Elasticsearch (5.3) data nodes become unresponsive (gc overhead) when trying to add new index pattern in Kibana

After the upgrade to 5.3 in a relatively simple setup the master node runs into timeouts (org.elasticsearch.transport.ReceiveTimeoutTransportException) when contacting the data nodes if we try to add a new index pattern in Kibana.

The setup is as follows:

  • 1 master node (monesmaster) with 28 GByte of RAM, ES starts with -Xms10g -Xmx10g
  • 3 data nodes (mones1, 2 and 3) each with 14 GByte of RAM, ES starts with -Xms7g -Xmx7g
  • ES has 154 indices, ~ 1500 shards, ~18Mio documents
  • ~145 of the indices are logstash indices (with default settings)

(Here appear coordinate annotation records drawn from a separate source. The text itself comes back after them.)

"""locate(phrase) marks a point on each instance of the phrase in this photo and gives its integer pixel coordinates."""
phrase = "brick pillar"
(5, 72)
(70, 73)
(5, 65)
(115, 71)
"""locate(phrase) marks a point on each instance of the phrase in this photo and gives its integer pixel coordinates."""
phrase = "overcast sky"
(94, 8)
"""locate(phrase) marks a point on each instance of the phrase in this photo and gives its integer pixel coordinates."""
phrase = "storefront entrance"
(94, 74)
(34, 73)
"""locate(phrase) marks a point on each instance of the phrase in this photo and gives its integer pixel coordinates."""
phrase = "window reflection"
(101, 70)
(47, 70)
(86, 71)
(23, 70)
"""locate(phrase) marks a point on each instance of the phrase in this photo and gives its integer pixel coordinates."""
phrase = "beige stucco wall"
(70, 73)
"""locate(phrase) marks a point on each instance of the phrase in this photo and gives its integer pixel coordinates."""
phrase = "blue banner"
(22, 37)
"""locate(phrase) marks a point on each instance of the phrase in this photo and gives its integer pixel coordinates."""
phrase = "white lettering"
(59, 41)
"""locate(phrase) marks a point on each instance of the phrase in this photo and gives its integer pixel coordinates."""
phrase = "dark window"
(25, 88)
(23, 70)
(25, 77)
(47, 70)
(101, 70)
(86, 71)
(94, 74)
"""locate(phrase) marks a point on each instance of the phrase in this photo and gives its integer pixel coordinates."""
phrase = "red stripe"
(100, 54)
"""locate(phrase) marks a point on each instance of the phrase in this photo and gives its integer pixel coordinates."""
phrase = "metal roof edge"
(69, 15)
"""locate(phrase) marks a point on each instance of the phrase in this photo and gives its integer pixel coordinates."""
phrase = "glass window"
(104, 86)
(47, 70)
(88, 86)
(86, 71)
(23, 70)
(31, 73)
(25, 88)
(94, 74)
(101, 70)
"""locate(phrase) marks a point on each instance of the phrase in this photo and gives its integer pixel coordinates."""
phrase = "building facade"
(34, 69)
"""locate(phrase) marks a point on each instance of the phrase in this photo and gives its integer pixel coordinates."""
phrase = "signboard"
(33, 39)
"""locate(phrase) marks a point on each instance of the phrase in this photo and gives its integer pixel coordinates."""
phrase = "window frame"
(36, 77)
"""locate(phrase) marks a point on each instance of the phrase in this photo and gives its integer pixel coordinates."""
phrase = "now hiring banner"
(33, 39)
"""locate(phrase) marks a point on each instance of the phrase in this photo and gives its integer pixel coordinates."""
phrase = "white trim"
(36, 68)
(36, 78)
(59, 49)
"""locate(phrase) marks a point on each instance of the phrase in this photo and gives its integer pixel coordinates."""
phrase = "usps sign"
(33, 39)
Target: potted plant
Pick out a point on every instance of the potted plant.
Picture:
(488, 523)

Once Kibana starts looking for the Time-field name the following happens:

  • CPU load increases on all data nodes
  • all data nodes report a heavy memory load (lots of message like: [gc][4593] overhead, spent [257ms] collecting in the last [1s])
  • master node reports request timeouts (org.elasticsearch.transport.ReceiveTimeoutTransportException: [mones1][10.20.1.21:9300][cluster:monitor/nodes/stats[n]] request_id [38670] timed out after [15001ms])
  • Kibana reports a timeout in the UI (default after 30 seconds)
  • eventually (couple of minutes) the master node reports that it has received responses for requests that have timed out ( [monesmaster] Received response for a request that has timed out, sent [30570ms] ago, timed out [15569ms] ago, action [cluster:monitor/nodes/stats[n]], node [{mones1})
  • the data nodes recover (load gets back to normal, queries work normally)

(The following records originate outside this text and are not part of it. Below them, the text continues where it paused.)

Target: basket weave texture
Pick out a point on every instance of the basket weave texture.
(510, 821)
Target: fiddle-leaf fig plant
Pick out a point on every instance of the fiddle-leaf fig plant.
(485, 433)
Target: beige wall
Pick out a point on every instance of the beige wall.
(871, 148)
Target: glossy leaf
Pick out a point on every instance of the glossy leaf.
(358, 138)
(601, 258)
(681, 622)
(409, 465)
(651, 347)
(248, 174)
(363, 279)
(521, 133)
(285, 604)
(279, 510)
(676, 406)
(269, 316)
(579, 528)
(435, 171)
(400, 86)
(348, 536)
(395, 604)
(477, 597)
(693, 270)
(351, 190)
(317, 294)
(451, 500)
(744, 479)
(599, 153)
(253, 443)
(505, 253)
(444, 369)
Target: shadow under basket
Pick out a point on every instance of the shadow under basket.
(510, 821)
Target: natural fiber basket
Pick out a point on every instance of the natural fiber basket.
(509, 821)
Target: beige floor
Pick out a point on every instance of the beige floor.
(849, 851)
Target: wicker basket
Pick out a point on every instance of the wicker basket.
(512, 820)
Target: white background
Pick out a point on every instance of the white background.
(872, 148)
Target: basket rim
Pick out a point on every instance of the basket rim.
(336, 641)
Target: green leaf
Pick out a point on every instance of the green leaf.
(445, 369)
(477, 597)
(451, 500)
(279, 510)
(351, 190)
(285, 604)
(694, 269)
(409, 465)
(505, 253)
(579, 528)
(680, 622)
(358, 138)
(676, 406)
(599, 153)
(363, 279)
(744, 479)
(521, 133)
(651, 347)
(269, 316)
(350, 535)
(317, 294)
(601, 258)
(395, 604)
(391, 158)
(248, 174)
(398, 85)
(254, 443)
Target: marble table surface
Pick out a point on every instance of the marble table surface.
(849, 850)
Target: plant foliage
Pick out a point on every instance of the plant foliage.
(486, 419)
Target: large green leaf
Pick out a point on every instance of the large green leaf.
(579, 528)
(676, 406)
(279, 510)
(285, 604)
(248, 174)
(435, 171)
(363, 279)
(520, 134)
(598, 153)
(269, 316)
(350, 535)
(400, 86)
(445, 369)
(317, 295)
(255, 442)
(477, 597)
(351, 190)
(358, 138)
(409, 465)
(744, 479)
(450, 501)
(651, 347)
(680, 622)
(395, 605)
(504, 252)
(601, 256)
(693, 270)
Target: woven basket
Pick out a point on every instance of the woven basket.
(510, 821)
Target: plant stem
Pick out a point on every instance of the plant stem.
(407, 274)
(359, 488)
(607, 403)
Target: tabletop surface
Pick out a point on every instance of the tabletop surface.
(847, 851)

Even when trying to add a new index pattern for an indices that contains only 1 document the same problem occurs.

Is there a way to trace what kind of query is issued by Kibana that leads to such a heavy load ?
Or is there a workaround (time-out increase, etc.) to solve this ?

Thanks for any help. I really appreciate it.

1 Like

This topic was automatically closed 28 days after the last reply. New replies are no longer allowed.